What does a trustee do?
We usually talk about trusts from the point of view of the people establishing them, but there is another party with a huge role to play in the way the trust works. This party is known as the trustee, and their job is to administer the trust for the benefit of the named beneficiaries. In this post, we will discuss some of the responsibilities of a trustee in trust administration.
For the beneficiaries
A person who supplies the assets to set up a trust is variously known as the grantor, settlor or trustor. When establishing the trust, the grantor may name relatives, a charity or some other person or entity as the beneficiary. In living trusts — trusts that go into effect during the grantor’s lifetime — grantors may even choose themselves as the beneficiary.
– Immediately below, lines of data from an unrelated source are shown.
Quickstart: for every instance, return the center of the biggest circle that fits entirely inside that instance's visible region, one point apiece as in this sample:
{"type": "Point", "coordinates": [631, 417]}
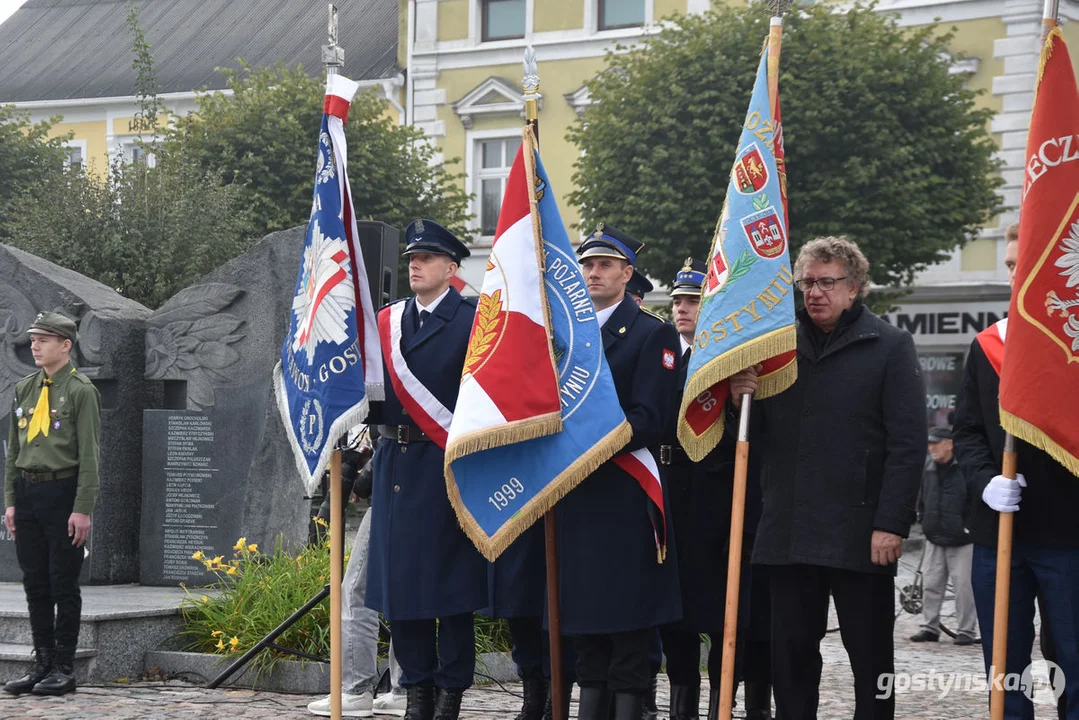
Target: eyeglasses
{"type": "Point", "coordinates": [824, 284]}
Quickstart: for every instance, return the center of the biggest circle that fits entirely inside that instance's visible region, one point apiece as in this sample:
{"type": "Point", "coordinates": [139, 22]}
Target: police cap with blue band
{"type": "Point", "coordinates": [609, 242]}
{"type": "Point", "coordinates": [428, 236]}
{"type": "Point", "coordinates": [690, 277]}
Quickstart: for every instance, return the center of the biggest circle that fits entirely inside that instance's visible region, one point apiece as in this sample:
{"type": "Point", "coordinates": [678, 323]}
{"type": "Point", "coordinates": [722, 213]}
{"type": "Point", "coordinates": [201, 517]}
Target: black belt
{"type": "Point", "coordinates": [48, 475]}
{"type": "Point", "coordinates": [672, 454]}
{"type": "Point", "coordinates": [404, 434]}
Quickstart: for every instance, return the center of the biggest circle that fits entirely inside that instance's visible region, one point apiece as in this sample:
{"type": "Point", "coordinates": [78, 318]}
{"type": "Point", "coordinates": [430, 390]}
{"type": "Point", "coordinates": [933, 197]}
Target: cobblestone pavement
{"type": "Point", "coordinates": [179, 700]}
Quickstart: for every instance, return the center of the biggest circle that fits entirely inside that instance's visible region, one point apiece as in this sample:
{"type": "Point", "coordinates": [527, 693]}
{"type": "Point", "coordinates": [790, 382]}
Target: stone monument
{"type": "Point", "coordinates": [216, 460]}
{"type": "Point", "coordinates": [110, 352]}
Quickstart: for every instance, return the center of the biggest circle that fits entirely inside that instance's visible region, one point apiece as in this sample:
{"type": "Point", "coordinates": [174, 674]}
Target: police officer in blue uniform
{"type": "Point", "coordinates": [614, 591]}
{"type": "Point", "coordinates": [422, 566]}
{"type": "Point", "coordinates": [700, 497]}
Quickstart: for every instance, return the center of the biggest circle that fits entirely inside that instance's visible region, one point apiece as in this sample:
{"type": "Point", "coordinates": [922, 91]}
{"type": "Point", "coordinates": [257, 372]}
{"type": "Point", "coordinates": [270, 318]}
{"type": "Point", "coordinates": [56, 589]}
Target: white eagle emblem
{"type": "Point", "coordinates": [1069, 269]}
{"type": "Point", "coordinates": [325, 295]}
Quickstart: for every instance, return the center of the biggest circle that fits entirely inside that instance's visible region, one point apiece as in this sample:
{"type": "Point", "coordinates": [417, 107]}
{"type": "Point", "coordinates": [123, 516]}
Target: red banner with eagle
{"type": "Point", "coordinates": [1039, 379]}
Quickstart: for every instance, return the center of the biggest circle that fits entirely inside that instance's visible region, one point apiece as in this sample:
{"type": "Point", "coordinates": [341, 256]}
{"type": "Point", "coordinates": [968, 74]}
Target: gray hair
{"type": "Point", "coordinates": [825, 249]}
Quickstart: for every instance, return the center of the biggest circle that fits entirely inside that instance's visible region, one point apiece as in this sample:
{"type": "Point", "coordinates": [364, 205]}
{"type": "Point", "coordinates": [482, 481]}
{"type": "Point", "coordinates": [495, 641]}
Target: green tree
{"type": "Point", "coordinates": [147, 232]}
{"type": "Point", "coordinates": [28, 157]}
{"type": "Point", "coordinates": [883, 144]}
{"type": "Point", "coordinates": [263, 135]}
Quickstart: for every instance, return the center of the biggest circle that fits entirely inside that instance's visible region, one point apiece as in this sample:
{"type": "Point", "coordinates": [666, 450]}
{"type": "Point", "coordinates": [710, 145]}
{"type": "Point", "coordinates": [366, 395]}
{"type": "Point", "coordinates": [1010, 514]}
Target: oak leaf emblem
{"type": "Point", "coordinates": [486, 329]}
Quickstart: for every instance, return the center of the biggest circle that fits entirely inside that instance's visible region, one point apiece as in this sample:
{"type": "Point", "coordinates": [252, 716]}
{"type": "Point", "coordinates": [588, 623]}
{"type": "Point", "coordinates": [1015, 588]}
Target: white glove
{"type": "Point", "coordinates": [1004, 494]}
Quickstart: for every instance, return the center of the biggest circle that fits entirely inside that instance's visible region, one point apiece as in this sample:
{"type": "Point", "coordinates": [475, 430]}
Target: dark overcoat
{"type": "Point", "coordinates": [843, 448]}
{"type": "Point", "coordinates": [421, 564]}
{"type": "Point", "coordinates": [610, 580]}
{"type": "Point", "coordinates": [700, 498]}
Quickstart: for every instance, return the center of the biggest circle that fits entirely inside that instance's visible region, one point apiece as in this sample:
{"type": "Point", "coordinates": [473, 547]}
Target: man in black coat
{"type": "Point", "coordinates": [615, 592]}
{"type": "Point", "coordinates": [842, 457]}
{"type": "Point", "coordinates": [948, 552]}
{"type": "Point", "coordinates": [1046, 535]}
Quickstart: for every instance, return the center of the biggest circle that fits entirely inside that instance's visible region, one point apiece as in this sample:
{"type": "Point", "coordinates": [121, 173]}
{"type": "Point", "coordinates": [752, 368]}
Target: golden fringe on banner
{"type": "Point", "coordinates": [720, 368]}
{"type": "Point", "coordinates": [1030, 433]}
{"type": "Point", "coordinates": [571, 477]}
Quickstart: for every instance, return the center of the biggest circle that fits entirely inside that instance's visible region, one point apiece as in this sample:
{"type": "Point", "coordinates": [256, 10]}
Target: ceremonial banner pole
{"type": "Point", "coordinates": [1007, 520]}
{"type": "Point", "coordinates": [333, 58]}
{"type": "Point", "coordinates": [741, 450]}
{"type": "Point", "coordinates": [531, 86]}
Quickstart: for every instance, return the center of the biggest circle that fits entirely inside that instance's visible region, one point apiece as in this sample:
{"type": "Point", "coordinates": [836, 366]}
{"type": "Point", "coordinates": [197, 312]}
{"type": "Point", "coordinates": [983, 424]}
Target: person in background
{"type": "Point", "coordinates": [948, 551]}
The trustee has a fiduciary responsibility to manage the assets in the trust for the benefit of the beneficiaries, and disperse the assets according to the terms of the trust. For instance, if the grantor passes away while their daughter is still a young child, the trustee must manage the assets in the trust to keep them safe and generating interest until the time indicated by the trust itself. If the trust instructs the trustee to give the daughter all the assets when she turns 18, the trustee must do so.
Administering the trust, managing the assets
In a common scenario, the trust calls for the trustee to issue payments to the beneficiaries at regular intervals. For instance, it may instruct the trustee to issue checks to the beneficiaries twice a year, and to continue doing so until the trust expires.
In these cases, the trustee must protect the principal assets in the trust, and carefully invest them so that the trust generates enough income to continue making payments to the beneficiaries. They must also keep detailed records and issue regular accounting statements to the beneficiaries.
Because the trustee has a fiduciary responsibility to the beneficiaries, the trustee can be sued if they fail in their duties. Clearly, this is not a job to be taken lightly. Those who are considering establishing a trust should think carefully about choosing committed professionals to administer their trust.